各工程に時間、温度、見た目や手触りの目安を付け、勘だけに頼らず進められるようにする。

混ぜ、冷やし、形を整える

約60分
  1. パンを牛乳で戻す

    白パンを牛乳へ5分浸す。しっとりしているが液が滴らない程度まで軽く絞り、ちぎって大きなボウルへ入れる。

    パンはやわらかく湿り、遊離した牛乳は残っていない。
  2. 玉ねぎと香草を加える

    玉ねぎを粗くすりおろし、ざるで汁を押し出す。
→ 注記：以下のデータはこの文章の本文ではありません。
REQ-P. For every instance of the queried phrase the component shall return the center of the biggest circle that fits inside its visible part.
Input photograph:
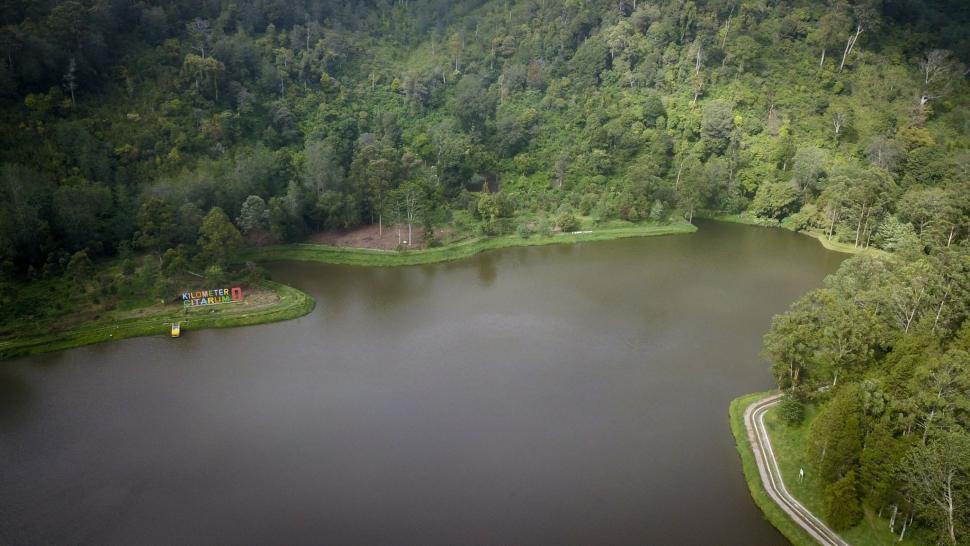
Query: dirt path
(371, 237)
(754, 422)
にんにく、卵、パセリ、ミント、オレガノ、酢とともにパンへ加える。

    香味材料が細かく散り、全体が水っぽくない。
  3. 肉だねを軽く混ぜる

    牛肉、豚肉、塩、黒こしょうを加え、指先で均一になり、まとまるところまでだけ混ぜる。
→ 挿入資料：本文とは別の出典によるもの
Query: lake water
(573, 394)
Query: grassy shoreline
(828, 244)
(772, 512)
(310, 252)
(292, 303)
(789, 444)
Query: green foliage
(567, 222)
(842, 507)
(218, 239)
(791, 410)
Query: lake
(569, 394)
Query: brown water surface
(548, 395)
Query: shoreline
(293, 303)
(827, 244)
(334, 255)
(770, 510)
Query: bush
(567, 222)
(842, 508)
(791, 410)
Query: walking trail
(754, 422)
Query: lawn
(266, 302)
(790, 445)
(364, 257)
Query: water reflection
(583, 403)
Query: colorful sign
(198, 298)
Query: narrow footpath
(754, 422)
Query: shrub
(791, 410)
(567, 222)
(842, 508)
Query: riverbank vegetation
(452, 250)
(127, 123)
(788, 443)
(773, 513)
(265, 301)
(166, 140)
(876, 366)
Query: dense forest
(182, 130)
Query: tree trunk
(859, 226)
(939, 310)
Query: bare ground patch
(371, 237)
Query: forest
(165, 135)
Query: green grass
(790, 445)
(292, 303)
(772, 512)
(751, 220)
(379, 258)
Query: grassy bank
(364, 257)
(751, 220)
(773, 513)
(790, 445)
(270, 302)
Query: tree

    肉だねはやわらかいがべたつかず、押し固められていない。
  4. 冷蔵して落ち着かせる

    ボウルを覆い、30分冷蔵する。

    脂が締まり、肉だねをきれいに分けられる。
  5. 24個に成形して薄く粉を付ける

    肉だねを24等分し、1個約45gにする。濡らした手で丸め、揚げる直前に小麦粉を薄くまとわせて余分を落とす。

    表面に乾いた薄い粉が付き、塊はない。

浅く揚げて盛り付ける

約25分
  1. 揚げ油を温める

    幅のある鍋へ油を深さ2.5〜3cm入れ、172°Cまで加熱する。

    最初の回を入れる前に170〜175°Cで安定している。
  2. 少量ずつ揚げる

    1回に6〜8個を入れ、5〜6分、何度か返しながら均一に揚げる。

    外側は深いきつね色で、中心は最低71°C。
  3. 網で油を切る

    網へ移して2分置き、次の回を入れる前に油温が戻るのを待つ。

    表面が香ばしく、底に油だまりがない。
  4. 熱いうちか温かいうちに出す

    レモンのくし形切りとともに盛り、できれば15分以内に提供する。

    形を保ち、切ると透明な肉汁が見える。

04 · 数値と状態で確認

安定した仕上がりの確認ポイント

時間だけに頼らず、温度、手触り、ソースや生地の状態を合わせて判断する。

油温

170〜175°C

少量ずつ揚げると温度が早く戻る。

1個の重さ

約45g

大きさをそろえると同時に火が通る。

中心温度

71°C

最初の回の中央にある1個を測る。

起こりやすい失敗と対処
問題考えられる原因対処
油の中で崩れる玉ねぎやパンが水っぽい、または冷蔵していない。玉ねぎの汁を切り、パンは湿りを残す程度に絞り、30分冷蔵する。
中が締まって硬い肉だねを長く練った、または強く丸めた。指先で軽く混ぜ、濡らした手でそっと丸める。
衣が厚く油っぽい粉が多過ぎる、または油温が低い。余分な粉を落とし、170〜175°Cを保つ。
外だけ濃く中が生1個が大きい、または一度に入れ過ぎた。1個約45g、1回6〜8個にし、中心温度を測る。

05 · 調理後の扱い

盛り付け、保存、再加熱

食感、安全性、保存期間、再加熱、現実的な代用に関係する内容をまとめる。

盛り付け

メゼなら1人4個を目安に、レモン、ザジキ、パン、トマトときゅうりのサラダを添える。

冷蔵保存

2時間以内に冷まし、湿ったソースとは分けて冷蔵3日。

再加熱

190°Cのオーブンで8〜10分、中心74°Cまで。衣を残したい場合は電子レンジを避ける。

冷凍

生の成形済み肉団子を一列で凍らせ、袋へ移して2か月。冷蔵解凍後に粉を付けて揚げる。

06 · 実用的な疑問

このレシピのよくある質問

牛肉だけでも作れるか

作れるが、豚肉は脂とやわらかさを補う。牛肉だけなら脂肪分約15%を選び、火を通し過ぎない。

小麦粉を直前に付ける理由は

早く付けると肉だねの水分を吸い、厚く粘る層になって油を吸いやすい。

揚げずにオーブンで焼けるか

火を通すことはできるが、同じ薄い香ばしい衣にはならない。この配合の時間と温度は浅揚げ用である。

07 · 1人分の概算

栄養価の目安

可食分として使う全材料を基準の分量で計算した概算。製品、吸油量、取り分け方によって数値は変わる。

エネルギー
≈ 410 kcal
炭水化物
≈ 17 g
たんぱく質
≈ 28 g
脂質
≈ 25 g
食物繊維
≈ 2 g
ナトリウム
≈ 650 mg

1人分: 4個(約190g)。 主なアレルゲン: 小麦、乳、卵を含む。揚げ油を共用する場合は、ほかのアレルゲンとの交差接触にも注意する。 標準的な食品成分値に基づく概算。

仕上がり

薄く香ばしい衣の内側はやわらかく肉汁を保ち、ミントとパセリが脂のある肉味を軽くする。

湿ったパン、水分を切った玉ねぎ、軽い混ぜ方、冷蔵、そして少量ずつの温度管理が、食感を決める。